My background is in image processing and I can see quite clearly that the high frequency noise happens when you subtract two images, one of which is shifted by half-pixel for instance. What you are left with is the edges (high frequency) of the image. The same applies to 1D in my opinion. For this reason I am not convinced (1) is actually true. The argument about lack of low frequency is interesting, who knows what is happening there indeed.
Images processing and traditional 1D signal processing are not directly comparable, especially when dealing with analogue signals. You can’t have a true “hard edge” in an analogue 1D signal, because it not physically possible to record or reproduce, so you’re always dealing with sinusoids.
If you take a sinusoids, invert it, slightly offset it, and combine them. You get a smaller signal always, unless you’re delay is larger then 90°.
I would recommend playing with some audio signals in an online simulator and see what you get, you realise that your 2D intuition does not apply well to analogue 1D signals. The strict digital nature of image processing done on a computer creates the possibility of results not easily possible when working on analogue signal. After all you can one pixel on a screen at max brightness, and it’s neighbour completely of, but it’s impossible to recreate a similar hard edge with an audio signal because it would require the speaker to be capable of infinite speed and acceleration.
You're simply wrong, here. Take a single sinusoid and do that, sure. Take a large number of sinusoids of different frequencies, as all music and public noise is, and invert/offset, and you get everything from double amplitude to zero amplitude. None of these simplistic mental models of noise cancellation will help.
Sure, but show me how you get significant frequency shifting, or injection of frequency components greater than found in the two source signals. That’s the topic of discussion, not amplitude changes.

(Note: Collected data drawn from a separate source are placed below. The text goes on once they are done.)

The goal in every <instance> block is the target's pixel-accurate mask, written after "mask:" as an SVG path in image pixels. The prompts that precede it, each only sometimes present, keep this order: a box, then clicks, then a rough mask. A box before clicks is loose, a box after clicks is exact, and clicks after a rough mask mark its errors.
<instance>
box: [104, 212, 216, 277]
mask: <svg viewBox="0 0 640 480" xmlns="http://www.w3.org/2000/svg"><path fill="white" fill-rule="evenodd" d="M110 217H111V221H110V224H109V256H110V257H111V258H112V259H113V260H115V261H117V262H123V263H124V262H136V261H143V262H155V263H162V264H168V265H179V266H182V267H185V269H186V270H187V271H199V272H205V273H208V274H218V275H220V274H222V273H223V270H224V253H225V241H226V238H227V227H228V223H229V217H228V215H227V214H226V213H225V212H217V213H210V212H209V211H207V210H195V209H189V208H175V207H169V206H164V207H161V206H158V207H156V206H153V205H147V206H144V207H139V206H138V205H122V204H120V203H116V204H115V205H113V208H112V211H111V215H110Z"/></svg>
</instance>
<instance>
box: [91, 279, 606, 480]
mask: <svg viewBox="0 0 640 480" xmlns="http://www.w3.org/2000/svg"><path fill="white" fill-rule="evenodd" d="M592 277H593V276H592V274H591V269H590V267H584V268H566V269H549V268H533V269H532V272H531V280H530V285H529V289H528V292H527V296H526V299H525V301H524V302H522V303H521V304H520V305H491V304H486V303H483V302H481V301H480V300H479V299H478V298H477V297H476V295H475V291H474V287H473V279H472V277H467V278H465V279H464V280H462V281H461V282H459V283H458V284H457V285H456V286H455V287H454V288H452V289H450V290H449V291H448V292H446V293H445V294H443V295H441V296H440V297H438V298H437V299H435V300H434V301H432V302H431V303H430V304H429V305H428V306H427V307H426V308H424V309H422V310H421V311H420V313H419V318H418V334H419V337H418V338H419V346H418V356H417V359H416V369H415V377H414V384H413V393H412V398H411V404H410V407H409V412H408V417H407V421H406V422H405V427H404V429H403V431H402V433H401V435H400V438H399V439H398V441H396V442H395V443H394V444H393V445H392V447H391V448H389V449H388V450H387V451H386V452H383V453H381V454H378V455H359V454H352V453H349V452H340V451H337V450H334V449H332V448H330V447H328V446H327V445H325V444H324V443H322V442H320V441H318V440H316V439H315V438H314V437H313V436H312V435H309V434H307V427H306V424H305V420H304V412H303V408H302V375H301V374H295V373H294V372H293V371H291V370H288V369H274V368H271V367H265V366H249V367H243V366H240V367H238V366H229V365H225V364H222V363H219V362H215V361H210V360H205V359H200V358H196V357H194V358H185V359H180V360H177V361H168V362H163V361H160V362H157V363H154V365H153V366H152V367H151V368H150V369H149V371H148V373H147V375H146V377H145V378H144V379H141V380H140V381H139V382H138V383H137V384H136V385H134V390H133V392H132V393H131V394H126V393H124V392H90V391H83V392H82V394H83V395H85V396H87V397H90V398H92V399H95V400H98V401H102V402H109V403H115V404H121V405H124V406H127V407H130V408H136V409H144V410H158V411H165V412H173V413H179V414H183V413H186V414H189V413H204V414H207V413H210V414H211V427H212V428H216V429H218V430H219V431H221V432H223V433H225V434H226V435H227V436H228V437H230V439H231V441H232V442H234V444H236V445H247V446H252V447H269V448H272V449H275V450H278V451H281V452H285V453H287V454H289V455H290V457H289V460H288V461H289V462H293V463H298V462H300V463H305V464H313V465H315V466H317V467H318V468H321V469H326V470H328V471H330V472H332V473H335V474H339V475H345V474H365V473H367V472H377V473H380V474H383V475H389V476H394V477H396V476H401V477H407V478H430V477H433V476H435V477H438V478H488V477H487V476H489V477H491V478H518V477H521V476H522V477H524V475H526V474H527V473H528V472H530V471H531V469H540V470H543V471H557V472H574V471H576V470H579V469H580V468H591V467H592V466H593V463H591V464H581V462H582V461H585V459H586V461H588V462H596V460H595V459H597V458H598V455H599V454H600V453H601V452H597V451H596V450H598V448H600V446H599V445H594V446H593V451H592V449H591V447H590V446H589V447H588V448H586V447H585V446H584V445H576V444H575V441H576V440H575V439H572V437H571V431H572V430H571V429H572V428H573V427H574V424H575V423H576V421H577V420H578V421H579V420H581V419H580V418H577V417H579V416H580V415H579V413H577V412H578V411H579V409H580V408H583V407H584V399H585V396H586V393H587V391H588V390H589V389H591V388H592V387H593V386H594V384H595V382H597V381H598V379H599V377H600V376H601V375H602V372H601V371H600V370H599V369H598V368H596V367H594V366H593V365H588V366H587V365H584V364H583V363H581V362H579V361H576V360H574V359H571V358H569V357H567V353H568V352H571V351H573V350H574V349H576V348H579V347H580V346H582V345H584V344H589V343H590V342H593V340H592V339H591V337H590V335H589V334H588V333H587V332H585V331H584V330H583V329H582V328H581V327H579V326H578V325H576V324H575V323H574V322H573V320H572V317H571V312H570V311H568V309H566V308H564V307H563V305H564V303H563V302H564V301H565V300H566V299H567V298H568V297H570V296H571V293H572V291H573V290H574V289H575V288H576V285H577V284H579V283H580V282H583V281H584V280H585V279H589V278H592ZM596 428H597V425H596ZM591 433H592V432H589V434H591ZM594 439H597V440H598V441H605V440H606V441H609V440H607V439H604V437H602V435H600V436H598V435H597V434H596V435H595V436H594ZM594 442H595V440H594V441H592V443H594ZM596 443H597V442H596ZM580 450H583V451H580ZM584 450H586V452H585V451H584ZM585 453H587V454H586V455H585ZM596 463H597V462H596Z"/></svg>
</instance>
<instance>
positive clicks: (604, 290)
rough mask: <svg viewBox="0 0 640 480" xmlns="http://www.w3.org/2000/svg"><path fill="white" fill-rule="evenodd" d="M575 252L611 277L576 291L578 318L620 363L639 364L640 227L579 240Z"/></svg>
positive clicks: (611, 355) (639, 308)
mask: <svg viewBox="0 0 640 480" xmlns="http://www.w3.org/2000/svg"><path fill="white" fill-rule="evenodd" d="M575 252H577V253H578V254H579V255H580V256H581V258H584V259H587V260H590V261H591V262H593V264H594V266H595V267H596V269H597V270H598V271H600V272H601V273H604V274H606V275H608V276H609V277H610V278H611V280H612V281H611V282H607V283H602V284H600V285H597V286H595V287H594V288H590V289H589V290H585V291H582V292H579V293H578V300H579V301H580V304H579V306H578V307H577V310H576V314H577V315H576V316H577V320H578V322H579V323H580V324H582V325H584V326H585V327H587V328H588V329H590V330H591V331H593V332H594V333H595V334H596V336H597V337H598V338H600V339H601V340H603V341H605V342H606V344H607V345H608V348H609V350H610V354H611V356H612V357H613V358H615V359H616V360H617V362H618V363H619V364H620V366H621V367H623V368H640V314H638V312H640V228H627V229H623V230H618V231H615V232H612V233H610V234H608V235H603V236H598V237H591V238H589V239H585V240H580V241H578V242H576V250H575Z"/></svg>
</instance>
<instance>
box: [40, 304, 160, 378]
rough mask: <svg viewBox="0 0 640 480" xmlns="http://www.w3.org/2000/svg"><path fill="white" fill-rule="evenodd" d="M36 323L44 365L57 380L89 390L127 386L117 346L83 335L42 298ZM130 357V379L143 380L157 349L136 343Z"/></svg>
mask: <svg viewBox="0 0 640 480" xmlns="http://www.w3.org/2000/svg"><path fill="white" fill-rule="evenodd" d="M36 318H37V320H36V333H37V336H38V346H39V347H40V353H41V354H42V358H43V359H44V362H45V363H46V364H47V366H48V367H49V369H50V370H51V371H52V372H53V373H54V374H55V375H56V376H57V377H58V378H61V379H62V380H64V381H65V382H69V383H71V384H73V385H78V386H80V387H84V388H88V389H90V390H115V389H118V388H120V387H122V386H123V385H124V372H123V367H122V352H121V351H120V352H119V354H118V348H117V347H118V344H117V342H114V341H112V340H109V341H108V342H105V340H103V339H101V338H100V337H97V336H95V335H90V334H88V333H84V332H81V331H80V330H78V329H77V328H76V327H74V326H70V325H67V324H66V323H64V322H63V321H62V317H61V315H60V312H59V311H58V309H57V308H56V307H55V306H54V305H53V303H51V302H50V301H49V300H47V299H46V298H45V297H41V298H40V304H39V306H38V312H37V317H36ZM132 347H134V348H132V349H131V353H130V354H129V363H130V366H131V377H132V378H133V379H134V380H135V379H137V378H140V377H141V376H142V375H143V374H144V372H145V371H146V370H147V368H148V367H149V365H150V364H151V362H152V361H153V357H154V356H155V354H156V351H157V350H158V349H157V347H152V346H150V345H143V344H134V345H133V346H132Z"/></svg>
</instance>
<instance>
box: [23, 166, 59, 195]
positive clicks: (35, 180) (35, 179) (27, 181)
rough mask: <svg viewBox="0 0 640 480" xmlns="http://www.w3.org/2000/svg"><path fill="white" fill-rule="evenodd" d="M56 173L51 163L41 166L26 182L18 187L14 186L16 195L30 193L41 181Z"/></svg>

There's no mention of frequency shifting or anything like it in the parent post. For amplification of certain frequencies in a signal via simplistic noise cancellation, just take a combination of a sine wave at 10kHz and a sine wave at 1kHz, offset it by 0.00005s (call it signal processing delay) and subtract it from the original. The 1kHz signal is basically (noise-)cancelled and the 10kHz signal is doubled in strength.
Not that any of this is relevant to the original problem.
> the cancellation is not perfect and what I am actually getting into the ear is the residual high frequency noise, which may in fact be quite dangerous.
From GP:
> I can see quite clearly that the high frequency noise happens when you subtract two images, one of which is shifted by half-pixel for instance. What you are left with is the edges (high frequency) of the image.
Show me the part where the word “amplitude” appears in any parent post.
Additionally as mentioned in parent posts, noise cancelling headphone run a low pass filter over the input to the ANC system, specifically because achieving good alignment between your ANC signal and original signal is basically impossible at wave lengths shorter as you can’t know the exactly which direction the original signal came from (direct perpendicular to the head, or at a close tangential angle), and thus can’t compensate for the offset needed to ensure the two signals arrive at eardrum at the right time.
Ah, you're assuming that everyone agrees that ANC always uses an early low-pass filter, and hence there'd be no high frequencies in the noise-cancellation signal. Makes sense.
However, I don't agree that ANC always uses a low-pass filter, and it seems from kalal's followup that they are also talking about the using the full original signal. So the two of us were not talking about introducing high frequencies but about somehow enhancing the high frequencies already present, and that's what the figures I gave above are for. So we've been talking across each other. I apologise for my part in that.
("Amplitude" was a simple technical term to replace woolly terms that were being used, just as you are the first in the parent-chain to say "low pass filter".)
> high frequency noise happens when you subtract two images, one of which is shifted by half-pixel
> What you are left with is the edges (high frequency)
So you subtract a slightly phase shifted high frequency signal, you're left with a high frequency signal that may be amplified at the edges depending on your phase shift. Nothing surprising here?
The question is can you create a high frequency residual by subtracting a lowpass filtered (gaussian blur?) image? I don't think so. You're just left with whatever high frequencies you had but you aren't creating any new ones.
Yes, that would be correct, under the assumption of a lowpass filter. As I've just mentioned elsewhere in the thread, though, I don't think kalal accepted that there was a lowpass filter involved, and even stated such, indirectly, and without that it's easy to have a delayed subtraction that amplifies higher frequencies, as in the image example kalal gave.